もしも、いつか綱吉が、“幸せな家庭を築きたい”と願ったら―――
自分は、きっと、女には、敵わないから。
「貴方が決めて、貴方がすることなら、俺は――従うだけです」
「っ!?」
「たとえそれがどんな選択であっても。貴方が、願うことなら」
「何、言って・・・?」
「けどっ・・・」
ぎゅっ、と、しがみつくように細い腰に腕を回して、背がしなるほど力いっぱい抱きしめる。
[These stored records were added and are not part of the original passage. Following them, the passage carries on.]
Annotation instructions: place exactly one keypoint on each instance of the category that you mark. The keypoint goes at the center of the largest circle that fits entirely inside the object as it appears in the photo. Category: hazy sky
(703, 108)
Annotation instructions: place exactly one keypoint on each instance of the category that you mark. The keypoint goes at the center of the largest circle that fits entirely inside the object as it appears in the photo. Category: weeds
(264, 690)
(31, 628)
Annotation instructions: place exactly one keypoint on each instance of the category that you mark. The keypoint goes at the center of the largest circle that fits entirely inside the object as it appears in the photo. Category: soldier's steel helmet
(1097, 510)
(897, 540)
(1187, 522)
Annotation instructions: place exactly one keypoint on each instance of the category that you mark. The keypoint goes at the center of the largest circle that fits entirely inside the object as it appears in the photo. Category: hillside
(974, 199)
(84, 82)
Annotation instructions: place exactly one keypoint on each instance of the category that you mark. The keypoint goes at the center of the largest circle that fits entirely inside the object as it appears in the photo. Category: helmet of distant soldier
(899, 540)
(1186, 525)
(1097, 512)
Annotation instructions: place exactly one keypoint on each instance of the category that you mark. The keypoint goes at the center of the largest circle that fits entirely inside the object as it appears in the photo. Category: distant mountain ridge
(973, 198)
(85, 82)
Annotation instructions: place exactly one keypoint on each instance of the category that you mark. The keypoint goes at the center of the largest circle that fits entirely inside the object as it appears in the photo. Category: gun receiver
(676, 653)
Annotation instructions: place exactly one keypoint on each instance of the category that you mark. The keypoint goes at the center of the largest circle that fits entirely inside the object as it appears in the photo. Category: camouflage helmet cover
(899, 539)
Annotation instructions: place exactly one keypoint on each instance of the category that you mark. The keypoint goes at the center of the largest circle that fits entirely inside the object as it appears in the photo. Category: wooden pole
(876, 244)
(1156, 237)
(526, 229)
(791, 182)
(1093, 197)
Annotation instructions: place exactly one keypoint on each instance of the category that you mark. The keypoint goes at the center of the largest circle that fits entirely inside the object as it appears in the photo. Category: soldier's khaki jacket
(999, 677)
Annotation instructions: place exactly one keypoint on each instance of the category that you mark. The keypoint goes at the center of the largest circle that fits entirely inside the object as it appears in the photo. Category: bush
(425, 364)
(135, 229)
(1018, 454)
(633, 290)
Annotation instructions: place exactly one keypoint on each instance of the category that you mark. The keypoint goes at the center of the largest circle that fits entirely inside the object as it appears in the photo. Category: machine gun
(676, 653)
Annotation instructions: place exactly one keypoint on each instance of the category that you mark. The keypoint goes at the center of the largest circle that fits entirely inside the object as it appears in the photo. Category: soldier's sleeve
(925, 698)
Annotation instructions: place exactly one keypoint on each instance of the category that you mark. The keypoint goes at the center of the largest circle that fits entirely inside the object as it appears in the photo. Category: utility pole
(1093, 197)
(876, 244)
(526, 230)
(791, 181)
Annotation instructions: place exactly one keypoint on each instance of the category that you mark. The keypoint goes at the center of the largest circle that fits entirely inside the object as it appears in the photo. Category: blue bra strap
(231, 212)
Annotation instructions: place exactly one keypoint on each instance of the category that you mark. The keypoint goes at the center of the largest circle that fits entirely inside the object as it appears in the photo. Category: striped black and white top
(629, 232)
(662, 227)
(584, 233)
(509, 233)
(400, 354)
言って、困らせたくない。鬱陶しいと、嫌われたくない。この人に厭われると想像しただけで、目の前が真っ暗になるというのに。
それなのに、こんなにも、自分は強欲で、貪欲で。続く言葉が、止められない。
どうしようもない矛盾に、身が引き裂かれそうだ。
「すいません・・・もう・・・俺は、貴方を離すことが、できそうにないです」
「・・・・・・隼人」
「スイマセン・・・・・・」
ふわり、と
血を吐く思いで言った獄寺の背に、優しく手が回される。
「・・・・・・・・・?」
背を柔らかく撫でた掌は、今度は獄寺の銀髪をゆっくり撫でる。
「ごめん」
そのまま、まるで母親が赤ん坊をあやすように、優しく、柔らかく、綱吉の手が獄寺を包む。
「不安にさせて、ごめん」
「っ!!そんなっ!!10代―――」
バッと身体を離した獄寺の額に、綱吉はちゅ、と軽く口づける。
目を見開いて固まった獄寺を、綱吉は真摯な瞳でまっすぐ見据える。
ムッと眉をしかめた表情は、少し怒っているように見える。
「―――言い訳くらい、させてよ」
「・・・・・・じゅうだ・・・」
「なんでそうやっていっつも1人で自己完結するんだよ。オレはまだ何も言ってない」
「・・・すみません・・・・・・」
キッパリとそう言われれば、叱られた子供のように、獄寺はうなだれるしかない。